Controlling glucose through diets like keto and carnivore is why so many people feel better on them than on their previous diet. If you have insulin-resistance-type of downstream damage, of course fixing it through glucose management is a critical first step. But what happens after? If you keep at a zero-carb diet, you cause chronic stress, but also insulin SUPPRESSION. If you don’t use it, you lose it! My own experiments and observations track perfectly well with this. They’re based on tracking my HRV and correlate fiercely with COVID-induced diabetes. Do all illnesses correlate to insulin resistance? We know that catching a cold or illness almost always increases blood sugar levels, so an prolonged, extreme sickness can very easily push you into diabetic levels of insulin resistance.

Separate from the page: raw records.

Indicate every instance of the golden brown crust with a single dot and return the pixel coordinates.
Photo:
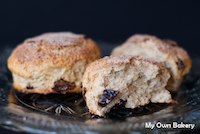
(52, 50)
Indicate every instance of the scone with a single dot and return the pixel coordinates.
(51, 63)
(172, 56)
(124, 80)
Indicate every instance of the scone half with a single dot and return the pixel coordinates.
(130, 80)
(167, 52)
(51, 63)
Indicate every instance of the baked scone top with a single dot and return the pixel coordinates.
(51, 50)
(174, 53)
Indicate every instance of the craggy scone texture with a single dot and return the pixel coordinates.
(51, 63)
(167, 52)
(126, 81)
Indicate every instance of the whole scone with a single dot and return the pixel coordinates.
(51, 63)
(128, 81)
(172, 56)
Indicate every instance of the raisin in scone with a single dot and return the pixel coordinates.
(131, 81)
(51, 63)
(172, 56)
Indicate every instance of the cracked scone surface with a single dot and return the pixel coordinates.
(51, 62)
(165, 51)
(133, 81)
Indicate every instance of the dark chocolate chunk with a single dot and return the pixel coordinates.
(62, 85)
(170, 42)
(107, 97)
(180, 64)
(121, 104)
(29, 86)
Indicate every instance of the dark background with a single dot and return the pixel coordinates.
(108, 20)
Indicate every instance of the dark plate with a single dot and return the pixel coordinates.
(68, 113)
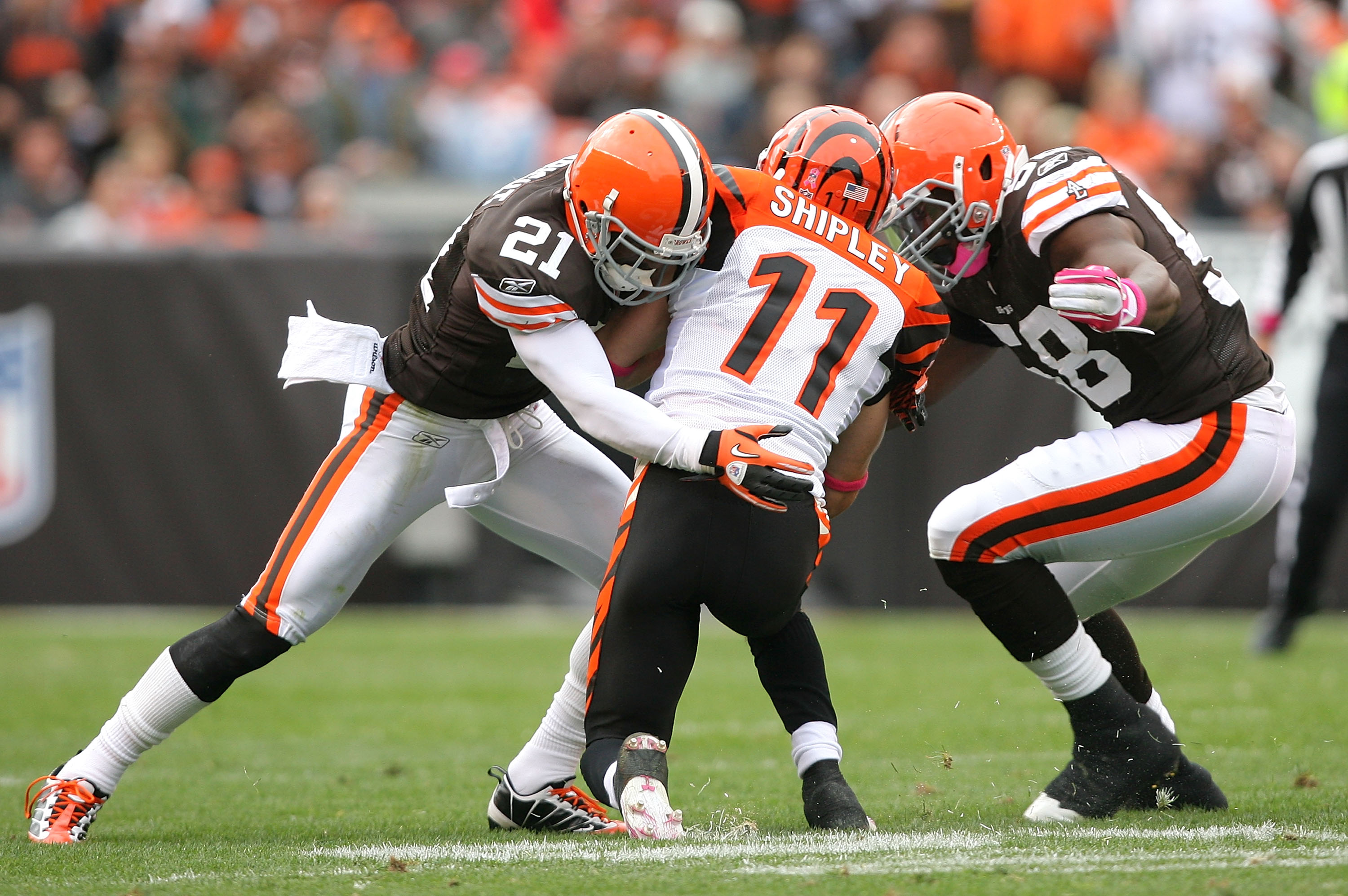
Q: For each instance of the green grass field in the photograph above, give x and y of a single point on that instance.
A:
(356, 764)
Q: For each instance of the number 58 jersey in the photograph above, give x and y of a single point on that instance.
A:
(800, 325)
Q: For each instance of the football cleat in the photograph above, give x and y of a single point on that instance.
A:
(829, 802)
(62, 809)
(1109, 768)
(1188, 785)
(643, 772)
(559, 807)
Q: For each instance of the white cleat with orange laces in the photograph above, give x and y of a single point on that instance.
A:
(62, 809)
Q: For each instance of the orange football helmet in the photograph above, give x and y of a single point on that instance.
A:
(953, 162)
(836, 157)
(638, 197)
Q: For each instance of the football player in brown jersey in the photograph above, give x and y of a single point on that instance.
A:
(1088, 281)
(451, 408)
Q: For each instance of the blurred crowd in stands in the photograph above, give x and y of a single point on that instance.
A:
(129, 123)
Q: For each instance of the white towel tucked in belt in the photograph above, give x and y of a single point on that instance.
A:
(333, 352)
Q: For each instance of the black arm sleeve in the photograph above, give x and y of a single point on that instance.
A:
(968, 328)
(1305, 239)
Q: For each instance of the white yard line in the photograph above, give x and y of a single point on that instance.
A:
(1032, 851)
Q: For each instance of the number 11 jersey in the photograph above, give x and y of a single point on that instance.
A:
(797, 327)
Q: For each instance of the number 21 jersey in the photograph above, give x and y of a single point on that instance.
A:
(514, 265)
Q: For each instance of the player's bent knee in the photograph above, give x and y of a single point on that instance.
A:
(212, 658)
(951, 516)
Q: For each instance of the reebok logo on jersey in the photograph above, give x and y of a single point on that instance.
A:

- Fat adaptation forces insulin resistance
- If you quit a fast, which is varying levels of fat adaptation, you need to keep insulin resistance in mind. This is why it's crucial to refeed slowly and not spike blood sugar like crazy. Think grazing vs big meals at first.
- It’s why I talk about Berberine and Ivermectin, Psilocybin, and timed breathwork and exercise.

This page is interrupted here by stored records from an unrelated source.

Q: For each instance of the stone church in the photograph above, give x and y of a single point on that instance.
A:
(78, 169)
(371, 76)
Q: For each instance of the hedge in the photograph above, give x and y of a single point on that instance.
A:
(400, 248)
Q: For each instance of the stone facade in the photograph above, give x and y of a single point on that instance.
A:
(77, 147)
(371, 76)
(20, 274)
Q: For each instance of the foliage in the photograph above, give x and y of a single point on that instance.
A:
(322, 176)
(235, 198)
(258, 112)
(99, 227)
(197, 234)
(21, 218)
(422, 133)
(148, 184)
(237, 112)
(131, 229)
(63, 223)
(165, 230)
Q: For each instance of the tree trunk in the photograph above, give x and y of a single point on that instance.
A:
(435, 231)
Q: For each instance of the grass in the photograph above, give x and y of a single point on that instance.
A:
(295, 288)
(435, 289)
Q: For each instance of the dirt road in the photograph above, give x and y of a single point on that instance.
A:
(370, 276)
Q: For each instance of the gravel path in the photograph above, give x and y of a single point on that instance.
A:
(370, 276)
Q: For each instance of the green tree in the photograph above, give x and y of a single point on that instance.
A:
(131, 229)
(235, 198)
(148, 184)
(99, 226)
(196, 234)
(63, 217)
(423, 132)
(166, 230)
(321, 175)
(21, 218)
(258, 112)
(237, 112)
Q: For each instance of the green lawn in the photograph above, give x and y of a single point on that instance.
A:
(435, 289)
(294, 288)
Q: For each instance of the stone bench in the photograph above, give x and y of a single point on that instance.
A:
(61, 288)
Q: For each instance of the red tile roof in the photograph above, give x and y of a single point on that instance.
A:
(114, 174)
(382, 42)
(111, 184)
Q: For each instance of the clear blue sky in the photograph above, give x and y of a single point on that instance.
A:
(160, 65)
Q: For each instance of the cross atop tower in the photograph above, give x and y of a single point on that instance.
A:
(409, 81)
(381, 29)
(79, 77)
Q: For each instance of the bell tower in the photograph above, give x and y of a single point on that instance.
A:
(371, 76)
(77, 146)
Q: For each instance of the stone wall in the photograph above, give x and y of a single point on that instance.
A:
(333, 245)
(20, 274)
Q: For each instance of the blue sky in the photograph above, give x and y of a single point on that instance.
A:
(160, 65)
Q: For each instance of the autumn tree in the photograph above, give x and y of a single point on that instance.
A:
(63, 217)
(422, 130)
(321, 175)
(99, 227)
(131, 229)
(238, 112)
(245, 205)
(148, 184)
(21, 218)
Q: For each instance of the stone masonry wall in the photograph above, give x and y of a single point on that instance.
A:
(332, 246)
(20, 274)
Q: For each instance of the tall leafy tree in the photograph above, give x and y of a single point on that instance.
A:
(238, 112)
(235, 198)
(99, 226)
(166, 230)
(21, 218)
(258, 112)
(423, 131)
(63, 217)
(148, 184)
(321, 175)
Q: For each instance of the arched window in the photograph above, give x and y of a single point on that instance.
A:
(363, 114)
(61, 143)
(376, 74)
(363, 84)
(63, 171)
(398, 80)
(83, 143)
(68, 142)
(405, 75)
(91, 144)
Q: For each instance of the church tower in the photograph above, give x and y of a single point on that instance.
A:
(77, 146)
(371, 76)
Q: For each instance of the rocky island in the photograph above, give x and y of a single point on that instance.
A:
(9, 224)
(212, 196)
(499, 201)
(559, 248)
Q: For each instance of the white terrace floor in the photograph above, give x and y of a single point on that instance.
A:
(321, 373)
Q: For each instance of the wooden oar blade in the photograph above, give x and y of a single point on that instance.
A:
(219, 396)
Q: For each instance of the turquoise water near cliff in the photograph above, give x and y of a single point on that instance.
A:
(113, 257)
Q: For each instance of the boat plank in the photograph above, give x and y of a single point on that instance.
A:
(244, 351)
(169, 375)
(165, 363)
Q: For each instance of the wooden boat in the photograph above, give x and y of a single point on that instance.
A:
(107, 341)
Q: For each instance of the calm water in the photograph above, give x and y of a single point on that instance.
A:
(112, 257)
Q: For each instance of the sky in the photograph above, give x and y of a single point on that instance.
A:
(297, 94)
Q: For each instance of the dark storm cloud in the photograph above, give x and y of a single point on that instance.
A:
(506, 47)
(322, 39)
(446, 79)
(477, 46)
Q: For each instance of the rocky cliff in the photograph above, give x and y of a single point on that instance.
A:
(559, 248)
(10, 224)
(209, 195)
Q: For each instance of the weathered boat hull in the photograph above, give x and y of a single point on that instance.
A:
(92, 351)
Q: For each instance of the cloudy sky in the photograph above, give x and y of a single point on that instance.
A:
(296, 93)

How does fasting help with diabetes?
- Diabetes is inherently connected to nervous system dysregulation
- Stimulating vagus nerve shows better glucose uptake by cells
- Ergo, vagus nerve dysfunction is linked to diabetes – is our diabetes epidemic because of a perfect storm of stress and diet?

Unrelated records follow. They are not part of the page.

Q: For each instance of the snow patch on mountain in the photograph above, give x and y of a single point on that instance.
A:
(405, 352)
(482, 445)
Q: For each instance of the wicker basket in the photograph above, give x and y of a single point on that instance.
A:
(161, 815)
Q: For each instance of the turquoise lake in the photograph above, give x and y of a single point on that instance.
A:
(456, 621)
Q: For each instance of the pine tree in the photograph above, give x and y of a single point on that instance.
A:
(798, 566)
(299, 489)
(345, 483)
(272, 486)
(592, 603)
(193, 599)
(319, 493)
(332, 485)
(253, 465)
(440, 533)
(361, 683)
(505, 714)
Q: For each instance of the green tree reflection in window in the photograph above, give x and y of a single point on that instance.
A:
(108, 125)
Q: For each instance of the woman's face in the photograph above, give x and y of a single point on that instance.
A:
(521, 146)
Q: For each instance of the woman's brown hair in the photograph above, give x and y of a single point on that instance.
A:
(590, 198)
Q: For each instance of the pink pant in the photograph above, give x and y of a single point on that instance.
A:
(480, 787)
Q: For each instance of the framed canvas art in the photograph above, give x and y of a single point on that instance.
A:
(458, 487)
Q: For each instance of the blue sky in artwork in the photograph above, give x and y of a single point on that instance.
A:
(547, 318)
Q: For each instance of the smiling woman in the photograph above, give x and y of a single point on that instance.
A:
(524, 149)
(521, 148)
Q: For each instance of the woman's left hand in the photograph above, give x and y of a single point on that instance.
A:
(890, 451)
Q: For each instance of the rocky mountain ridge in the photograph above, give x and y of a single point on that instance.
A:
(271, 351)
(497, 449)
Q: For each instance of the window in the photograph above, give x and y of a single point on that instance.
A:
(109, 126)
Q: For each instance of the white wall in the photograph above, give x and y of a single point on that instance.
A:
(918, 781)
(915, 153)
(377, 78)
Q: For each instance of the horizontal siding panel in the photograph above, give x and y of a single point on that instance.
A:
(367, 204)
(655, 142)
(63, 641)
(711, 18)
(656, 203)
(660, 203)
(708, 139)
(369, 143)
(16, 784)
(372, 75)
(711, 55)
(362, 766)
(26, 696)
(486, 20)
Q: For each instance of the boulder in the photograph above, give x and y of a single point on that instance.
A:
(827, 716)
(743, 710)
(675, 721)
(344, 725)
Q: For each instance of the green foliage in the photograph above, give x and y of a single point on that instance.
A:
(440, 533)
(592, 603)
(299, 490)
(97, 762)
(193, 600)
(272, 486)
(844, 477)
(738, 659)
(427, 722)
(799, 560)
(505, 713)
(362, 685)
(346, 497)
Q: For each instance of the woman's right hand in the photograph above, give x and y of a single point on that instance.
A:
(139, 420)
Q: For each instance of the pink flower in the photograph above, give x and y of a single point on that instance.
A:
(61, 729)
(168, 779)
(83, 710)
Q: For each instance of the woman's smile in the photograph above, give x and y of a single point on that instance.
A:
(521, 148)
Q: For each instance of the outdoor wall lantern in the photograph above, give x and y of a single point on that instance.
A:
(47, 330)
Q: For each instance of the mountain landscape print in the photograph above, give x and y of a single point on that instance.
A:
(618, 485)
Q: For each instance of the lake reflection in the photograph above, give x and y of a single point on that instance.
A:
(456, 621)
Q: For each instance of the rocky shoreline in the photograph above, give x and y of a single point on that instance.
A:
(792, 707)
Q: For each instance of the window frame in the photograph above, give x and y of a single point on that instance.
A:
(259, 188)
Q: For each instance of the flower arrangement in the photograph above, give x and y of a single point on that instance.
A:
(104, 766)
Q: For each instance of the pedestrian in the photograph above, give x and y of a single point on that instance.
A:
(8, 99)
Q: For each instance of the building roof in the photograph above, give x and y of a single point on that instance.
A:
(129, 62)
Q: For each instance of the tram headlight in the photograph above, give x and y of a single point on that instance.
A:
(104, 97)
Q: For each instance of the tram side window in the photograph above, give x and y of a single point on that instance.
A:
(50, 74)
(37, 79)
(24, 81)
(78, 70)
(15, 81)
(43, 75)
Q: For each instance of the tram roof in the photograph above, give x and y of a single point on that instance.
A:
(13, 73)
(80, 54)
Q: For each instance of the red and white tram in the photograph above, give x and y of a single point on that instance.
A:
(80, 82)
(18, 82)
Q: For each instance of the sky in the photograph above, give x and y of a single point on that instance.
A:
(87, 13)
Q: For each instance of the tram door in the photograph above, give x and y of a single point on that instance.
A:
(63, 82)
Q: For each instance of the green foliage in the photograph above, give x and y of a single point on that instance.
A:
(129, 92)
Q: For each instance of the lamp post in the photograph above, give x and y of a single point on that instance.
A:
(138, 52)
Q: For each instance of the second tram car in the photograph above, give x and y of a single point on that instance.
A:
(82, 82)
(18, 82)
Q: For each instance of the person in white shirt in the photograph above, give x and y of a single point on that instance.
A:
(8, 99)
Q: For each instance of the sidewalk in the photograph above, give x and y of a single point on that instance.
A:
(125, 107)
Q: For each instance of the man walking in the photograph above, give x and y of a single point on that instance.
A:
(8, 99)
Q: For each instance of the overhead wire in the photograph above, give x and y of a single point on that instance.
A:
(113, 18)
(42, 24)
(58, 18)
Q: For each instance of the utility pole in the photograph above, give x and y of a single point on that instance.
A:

- Fasting is a powerful reset to the vagus nerve and central nervous system. It lights the flame, but you must nurture it
- Inflammation and diabetes is an important link. Harness the power of fasting to lower inflammation, and build on that process upon the exit. Remove seed oils. Stop snacking between meals. Strategically lower inflammation especially during feeding windows and sleep.
- Free fatty acids inhibit glucose uptake, which forces insulin to be created to deal with rising glucose levels and starts a vicious cycle. Why low-carb diets make sense, but don’t fix root issues, only downstream issues. But when lost and confused, starting low-carb is your fastest medicine.